Intelsat IVA F-5 was a geostationary communication satellite built by Hughes, it was owned by Intelsat. The satellite was based on the HS-353 platform and its estimated useful life was 7 years. However, the satellite was destroyed in a launch failure.

== History ==
The Intelsat IVA F-5 was part of the Intelsat IVA series which consisted of 6 satellites, of which five were successfully placed into orbit. All five satellites in the series were retired and operated an average of almost 4 years beyond their life expectancies. The satellite antenna allowed coverage from the land masses on both sides of the Atlantic basin with four point beams and had sufficient insulation between the east beams and the western beams that used the same frequencies in the east and west. The separation of the beam by directional antenna allowed this dual use of the frequency, significantly increasing the capacity of satellite communication within an assigned frequency range. Although the initial requirement Intelsat VAT series was only for the Atlantic service, but also was given special attention during the project to provide service on the Indian Ocean and Pacific Ocean.

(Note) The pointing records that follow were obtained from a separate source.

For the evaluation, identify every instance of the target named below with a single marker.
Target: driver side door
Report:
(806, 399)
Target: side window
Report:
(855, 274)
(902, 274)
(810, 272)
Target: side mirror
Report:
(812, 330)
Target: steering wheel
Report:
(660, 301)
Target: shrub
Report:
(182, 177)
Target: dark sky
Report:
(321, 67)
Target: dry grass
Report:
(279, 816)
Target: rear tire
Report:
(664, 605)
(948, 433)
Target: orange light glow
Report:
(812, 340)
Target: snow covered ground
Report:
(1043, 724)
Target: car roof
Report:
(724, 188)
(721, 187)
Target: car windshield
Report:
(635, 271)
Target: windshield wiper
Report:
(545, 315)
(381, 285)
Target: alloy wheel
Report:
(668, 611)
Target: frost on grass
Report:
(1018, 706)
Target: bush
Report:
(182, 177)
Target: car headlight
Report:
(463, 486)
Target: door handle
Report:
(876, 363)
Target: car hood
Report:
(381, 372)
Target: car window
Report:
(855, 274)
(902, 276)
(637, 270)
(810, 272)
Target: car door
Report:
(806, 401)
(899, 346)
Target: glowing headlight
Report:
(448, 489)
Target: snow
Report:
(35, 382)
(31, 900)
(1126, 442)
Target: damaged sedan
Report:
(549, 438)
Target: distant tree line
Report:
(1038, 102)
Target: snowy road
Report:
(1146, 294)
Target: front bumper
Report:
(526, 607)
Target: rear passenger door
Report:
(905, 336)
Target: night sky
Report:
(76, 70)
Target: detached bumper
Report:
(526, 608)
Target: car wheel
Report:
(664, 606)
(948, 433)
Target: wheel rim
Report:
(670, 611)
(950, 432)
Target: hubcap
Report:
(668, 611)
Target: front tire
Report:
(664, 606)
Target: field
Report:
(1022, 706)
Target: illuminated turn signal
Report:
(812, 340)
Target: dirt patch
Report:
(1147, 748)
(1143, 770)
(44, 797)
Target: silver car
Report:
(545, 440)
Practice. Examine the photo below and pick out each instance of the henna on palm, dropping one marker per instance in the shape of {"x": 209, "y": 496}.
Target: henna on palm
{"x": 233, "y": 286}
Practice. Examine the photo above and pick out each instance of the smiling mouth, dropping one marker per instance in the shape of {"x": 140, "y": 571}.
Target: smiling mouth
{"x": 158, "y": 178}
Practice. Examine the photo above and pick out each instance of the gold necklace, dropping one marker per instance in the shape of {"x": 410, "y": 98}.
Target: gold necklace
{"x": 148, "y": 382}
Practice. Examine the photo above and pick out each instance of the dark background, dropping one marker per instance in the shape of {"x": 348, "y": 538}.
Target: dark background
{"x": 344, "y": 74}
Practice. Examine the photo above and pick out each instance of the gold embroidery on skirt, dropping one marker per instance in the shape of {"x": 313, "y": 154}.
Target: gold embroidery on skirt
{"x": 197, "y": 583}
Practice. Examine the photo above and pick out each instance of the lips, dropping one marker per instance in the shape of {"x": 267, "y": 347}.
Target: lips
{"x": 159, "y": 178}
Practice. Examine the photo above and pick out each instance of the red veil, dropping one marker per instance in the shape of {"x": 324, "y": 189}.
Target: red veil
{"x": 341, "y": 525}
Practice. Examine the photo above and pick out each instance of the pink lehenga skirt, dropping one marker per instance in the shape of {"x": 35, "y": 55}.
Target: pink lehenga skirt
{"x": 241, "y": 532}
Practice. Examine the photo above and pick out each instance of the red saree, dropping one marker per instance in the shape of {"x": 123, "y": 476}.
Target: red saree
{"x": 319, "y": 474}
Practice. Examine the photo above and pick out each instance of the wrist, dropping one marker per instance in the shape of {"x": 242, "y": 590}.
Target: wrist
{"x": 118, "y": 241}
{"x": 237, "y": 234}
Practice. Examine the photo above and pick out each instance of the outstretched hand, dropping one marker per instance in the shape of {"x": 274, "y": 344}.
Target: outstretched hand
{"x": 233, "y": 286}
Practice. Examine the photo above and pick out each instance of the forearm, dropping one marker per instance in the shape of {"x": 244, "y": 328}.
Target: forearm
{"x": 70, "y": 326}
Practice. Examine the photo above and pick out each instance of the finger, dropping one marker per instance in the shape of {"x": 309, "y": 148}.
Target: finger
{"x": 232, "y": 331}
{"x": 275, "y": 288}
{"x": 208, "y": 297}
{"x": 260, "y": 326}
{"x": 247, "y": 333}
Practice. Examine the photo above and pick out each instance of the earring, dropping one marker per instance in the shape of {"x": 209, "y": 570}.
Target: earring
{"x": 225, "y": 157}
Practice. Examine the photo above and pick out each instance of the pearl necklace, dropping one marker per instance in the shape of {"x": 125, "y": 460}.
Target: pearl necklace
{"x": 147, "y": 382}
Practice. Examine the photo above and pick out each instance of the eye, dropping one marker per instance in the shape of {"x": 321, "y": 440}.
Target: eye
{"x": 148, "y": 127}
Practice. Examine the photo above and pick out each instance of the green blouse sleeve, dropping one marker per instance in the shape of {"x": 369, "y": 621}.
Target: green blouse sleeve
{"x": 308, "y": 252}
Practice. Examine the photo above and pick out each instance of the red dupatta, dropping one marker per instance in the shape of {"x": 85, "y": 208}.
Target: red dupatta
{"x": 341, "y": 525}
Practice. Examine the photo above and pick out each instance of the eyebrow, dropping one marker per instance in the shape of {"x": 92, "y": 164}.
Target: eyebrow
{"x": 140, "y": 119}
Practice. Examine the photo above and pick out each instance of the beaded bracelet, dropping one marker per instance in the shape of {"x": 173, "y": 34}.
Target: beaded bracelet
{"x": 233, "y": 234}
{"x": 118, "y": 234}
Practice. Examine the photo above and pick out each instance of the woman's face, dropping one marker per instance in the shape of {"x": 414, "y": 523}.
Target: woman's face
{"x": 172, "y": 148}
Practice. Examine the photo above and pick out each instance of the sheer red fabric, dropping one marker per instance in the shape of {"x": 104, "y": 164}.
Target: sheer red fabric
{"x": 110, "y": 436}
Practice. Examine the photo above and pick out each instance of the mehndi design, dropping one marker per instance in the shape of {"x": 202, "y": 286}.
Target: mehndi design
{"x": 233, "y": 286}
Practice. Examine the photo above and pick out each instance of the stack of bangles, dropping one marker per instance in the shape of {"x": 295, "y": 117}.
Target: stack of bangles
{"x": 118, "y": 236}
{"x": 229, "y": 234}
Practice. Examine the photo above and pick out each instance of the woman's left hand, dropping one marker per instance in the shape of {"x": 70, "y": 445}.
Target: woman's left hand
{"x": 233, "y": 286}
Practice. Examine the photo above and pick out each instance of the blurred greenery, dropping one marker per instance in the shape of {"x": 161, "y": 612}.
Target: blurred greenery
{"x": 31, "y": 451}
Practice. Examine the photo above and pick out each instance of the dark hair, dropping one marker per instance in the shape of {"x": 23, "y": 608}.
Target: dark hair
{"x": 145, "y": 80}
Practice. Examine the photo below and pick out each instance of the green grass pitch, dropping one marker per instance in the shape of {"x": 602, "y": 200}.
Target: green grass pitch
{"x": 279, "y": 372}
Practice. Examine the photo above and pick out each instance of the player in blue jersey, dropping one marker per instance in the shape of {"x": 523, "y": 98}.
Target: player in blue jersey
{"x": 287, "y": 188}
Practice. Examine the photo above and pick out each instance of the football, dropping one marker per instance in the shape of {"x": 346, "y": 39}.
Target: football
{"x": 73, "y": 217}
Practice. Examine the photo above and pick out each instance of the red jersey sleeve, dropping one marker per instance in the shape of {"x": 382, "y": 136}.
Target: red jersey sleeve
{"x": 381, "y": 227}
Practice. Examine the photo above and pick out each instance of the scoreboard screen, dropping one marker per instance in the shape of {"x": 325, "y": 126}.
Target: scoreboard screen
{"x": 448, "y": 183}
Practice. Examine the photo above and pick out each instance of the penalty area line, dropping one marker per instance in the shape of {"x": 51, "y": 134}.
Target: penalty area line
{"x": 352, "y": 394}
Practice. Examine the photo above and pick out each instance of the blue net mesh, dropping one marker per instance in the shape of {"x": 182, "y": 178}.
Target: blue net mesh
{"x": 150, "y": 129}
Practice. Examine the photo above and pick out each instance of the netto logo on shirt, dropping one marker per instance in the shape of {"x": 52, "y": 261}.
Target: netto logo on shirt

The satellite had 20 transponders (individual radio transmitters) compared to 12 on board each Intelsat IV satellite. It had a total height of 22 ft 11 in and a diameter of 7 ft 9 in. The solar panels, covered with about 17,000 solar cells, provided primary energy of 600 Watts. The weight of the satellite, was about 3,335 lb.

Intelsat IVA F-5 was launched on September 29, 1977, by means of an Atlas-Centaur vehicle from the Cape Canaveral Air Force Station at Florida in the United States at 8:02 p.m. local time (30 September 0102 UTC). A gas generator leak after liftoff caused a fire in the Atlas-Centaur engine compartment, leading to loss of control and loss of the vehicle.